Blog duma gaja... bem... esquisita, estranha, tarada:) Enfim... queer!

3.02.2006

Profissão: jornalista

Eu que me dediquei por uns tempos a estudar jornalismo, não tanto a sua prática quanto a sua forma de produção, e que me fartei de rir com a forma mítica como os jornalistas se encaram a si próprios (que, aliás, conseguem difundir muito bem - veja-se os jornalistas a comentar as limitações que os tribunais lhes impõem), não posso deixar de citar um excerto dum post da Fernanda Câncio, num exercíco de auto-análise muito curioso, sobre algo que é perceptível de fora mas que é raro vindo de dentro:
"a traição de truman, no entanto, é só uma caricatura da sempre traiçoeira promessa de todo o jornalista ao entrevistado, tanto mais traiçoeira quanto mais bem sucedida na sua ilusão empática (ilusão em que os dois, jornalista e outro, se iludem).

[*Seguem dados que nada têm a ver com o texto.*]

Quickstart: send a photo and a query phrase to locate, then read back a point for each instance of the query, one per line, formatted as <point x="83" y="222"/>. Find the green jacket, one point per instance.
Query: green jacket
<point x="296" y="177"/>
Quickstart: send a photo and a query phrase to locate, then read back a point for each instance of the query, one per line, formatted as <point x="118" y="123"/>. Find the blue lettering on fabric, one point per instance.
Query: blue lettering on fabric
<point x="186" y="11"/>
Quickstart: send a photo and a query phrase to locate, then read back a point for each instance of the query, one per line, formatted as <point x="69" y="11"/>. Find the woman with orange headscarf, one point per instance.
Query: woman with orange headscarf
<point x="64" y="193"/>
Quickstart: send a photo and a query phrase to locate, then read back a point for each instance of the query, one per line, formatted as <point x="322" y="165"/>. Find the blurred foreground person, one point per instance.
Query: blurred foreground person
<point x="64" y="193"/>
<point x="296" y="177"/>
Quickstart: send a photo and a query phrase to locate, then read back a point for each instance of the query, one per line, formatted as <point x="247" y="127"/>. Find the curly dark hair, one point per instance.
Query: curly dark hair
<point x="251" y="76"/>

fale para mim, só para mim. eu oiço. estou aqui para ouvir. estou aqui para compreender e absorver.estou disponível. estou só para si.

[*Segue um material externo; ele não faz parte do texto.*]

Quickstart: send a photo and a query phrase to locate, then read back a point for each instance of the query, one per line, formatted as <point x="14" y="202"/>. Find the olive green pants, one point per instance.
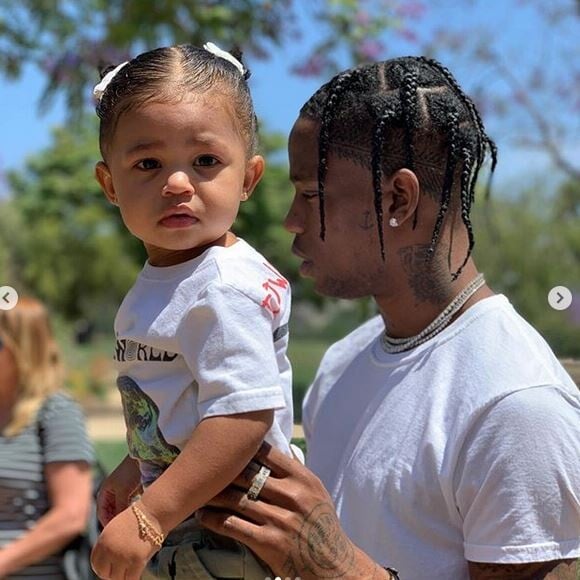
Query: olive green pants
<point x="193" y="553"/>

isto tem um tempo: o tempo da utilidade.
não é raro os entrevistados apegarem-se a quem assim lhes manifesta o penhor de uma quase impossível entrega (em troca da deles, claro).

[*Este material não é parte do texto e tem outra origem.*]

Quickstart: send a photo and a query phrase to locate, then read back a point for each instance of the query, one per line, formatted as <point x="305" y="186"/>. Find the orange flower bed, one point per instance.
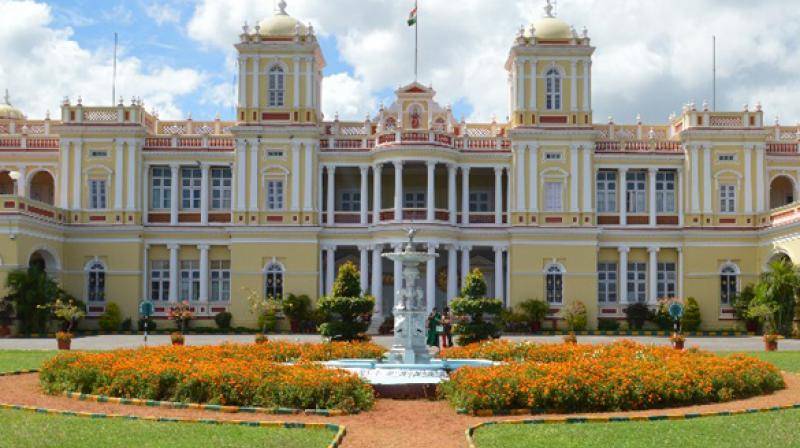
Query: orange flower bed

mas isto liga-se e desliga-se. como um interruptor.
e depois dessa entrega impossivelmente laboriosa, impossivelmente inteira, queremos descanso. queremos o fim.
penso nisso como um mergulho numa longa piscina, um longo mergulho em que sustenho o ar até ao limite, até à meta, até que a pressão do sangue e da asfixia me tiram dali.
depois disso não tenho mais uso para aquilo. é pura delicadeza que me impede de o dizer e de agir em conformidade.
percebo o truman. conheço em mim a mesma crueldade."
Só que não é crueldade. É profissionalismo - e é, ou deveria ser, a modalidade mais laica da escuta confessional.